La guerre terminée, — sans la victoire, — les complaintes abondèrent. Aucune ne nous semble mériter les honneurs de la traduction. Cette sorte de littérature ne brille pas plus en breton qu’en français par la délicatesse du sentiment ou par la beauté du style, et elle n’a d’intérêt que pour les personnes qui veulent étudier dans toute sa naïveté la forme la plus humble de la poésie populaire. Je ne veux ici qu’en signaler l’existence.
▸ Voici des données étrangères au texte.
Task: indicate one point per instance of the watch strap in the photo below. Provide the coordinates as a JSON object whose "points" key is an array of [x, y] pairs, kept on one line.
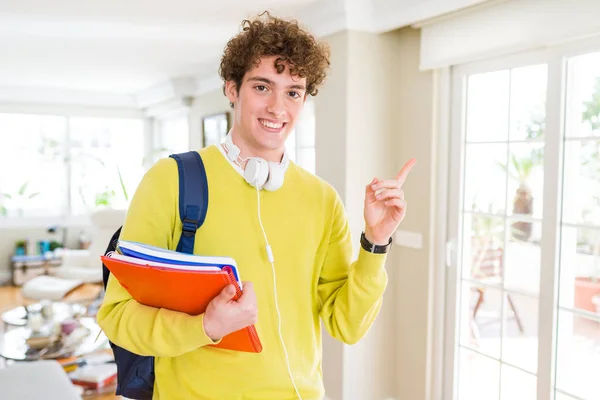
{"points": [[372, 247]]}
Une de ces pièces a pour sujet « l’explication des misères de Paris pendant le siège. » Le triste drame de la commune vint fournir une nouvelle matière aux faiseurs de ballades, et « l’histoire véritable de la vie et des vaillantises du grand comte Mac-Mahon, duc de Magenta et maréchal de France, » fut mise en complainte. Ce n’est pas du reste dans ces feuilles volantes, vendues dans les campagnes par les colporteurs, qu’il faut chercher les œuvres des vrais poètes de la Bretagne. Ceux-là publient leurs œuvres comme variétés en langue nationale dans les journaux et les recueils du pays; c’est là que nous avons choisi la plupart de nos citations, c’est là que nous prendrons une dernière pièce dont le sage apologue nous semble utile à entendre, même hors de Bretagne. L’auteur, M. Luzel, a imité un passage des Pèlerins polonais de Miçkiewicz, mais il a imité en maître qui transforme son modèle.


LA MÈRE MALADE.

« Écoutez! Une mère était restée dangereusement malade — sur son lit; son fils courut à la ville — le plus vite qu’il put, afin de chercher des médecins — pour lui donner des remèdes et guérir son mal.

« Il n’était pas riche, mais il ne craignait pas — de donner tout son argent pour sa mère chérie, — Il amena trois médecins, les plus renommés — et les plus savans, d’après ce qu’on lui avait dit.

  1. Le texte de cette poésie a été donné par le Publicateur du Finistère du commencement de décembre.